In the third order function  we are taking in the data samples of shape (n,3), and transforming it into a Z space of 
(n,10) dimension. In order to peform this a z_x numpy array will be initialized and each entry in the z_x will be a 
list of 10 real number produced by the following equation 
[1,x1,x2] = [1, x1, x2, (x1)^2, (x1)(x2),(x2)^2, (x1)^3, (x1)^2 (x2), (x1) (x2)^2, (x2)^3 ].
Why? Because by transforming this into a polynomial of degree 3 we are hoping to get a  feature space that is 
linearly separable or close to it. However, we see that using a third degree polynomial transform is only slightly 
better after the first two test cases when training and testing our model.

"""
if __name__ == '__main__':
    test_thirdorder_logistic_regression()

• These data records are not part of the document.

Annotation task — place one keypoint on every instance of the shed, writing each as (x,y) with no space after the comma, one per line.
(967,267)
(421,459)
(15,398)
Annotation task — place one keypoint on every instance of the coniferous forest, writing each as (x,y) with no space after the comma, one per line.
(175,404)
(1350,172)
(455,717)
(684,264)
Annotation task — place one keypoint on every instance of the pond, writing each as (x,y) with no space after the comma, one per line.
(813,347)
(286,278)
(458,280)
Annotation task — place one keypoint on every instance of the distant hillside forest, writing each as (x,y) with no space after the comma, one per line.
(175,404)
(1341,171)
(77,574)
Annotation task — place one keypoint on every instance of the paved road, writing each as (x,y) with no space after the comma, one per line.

3rd order logistic regression testing...
max iteration testcase0: Train accuracy: 0.924407, Test accuracy: 0.898585
max iteration testcase1: Train accuracy: 0.958360, Test accuracy: 0.941038
max iteration testcase2: Train accuracy: 0.970532, Test accuracy: 0.948113
max iteration testcase3: Train accuracy: 0.975016, Test accuracy: 0.955189
learning rate testcase0: Train accuracy: 0.970532, Test accuracy: 0.948113
learning rate testcase1: Train accuracy: 0.975016, Test accuracy: 0.955189
learning rate testcase2: Train accuracy: 0.978219, Test accuracy: 0.964623
3rd order logistic regression test done.


In [11]:
"""
3rd Order with SGD: This function performs the exact same computation as the regular third order function, the only difference is that 
when the x feature space is transformed into the z feature space, the z feature space will find an optimal using the 
SGD algorithm rather than the regular Gradient Descent.

"""
if __name__ == '__main__':
	test_thirdorder_logistic_regression()

3rd order logistic regression SGD testing...
max iteration testcase0: Train accuracy: 0.782832, Test accuracy: 0.794811
max iteration testcase1: Train accuracy: 0.930814, Test accuracy: 0.900943
max iteration testcase2: Train accuracy: 0.949391, Test accuracy: 0.919811
max iteration testcase3: Train accuracy: 0.973735, Test accuracy: 0.950472
learning rate testcase0: Train accuracy: 0.970532, Test accuracy: 0.950472
learning rate testcase1: Train accuracy: 0.975657, Test accuracy: 0.952830
learning rate testcase2: Train accuracy: 0.977578, Test accuracy: 0.952830
3rd order logistic regression SGD test done.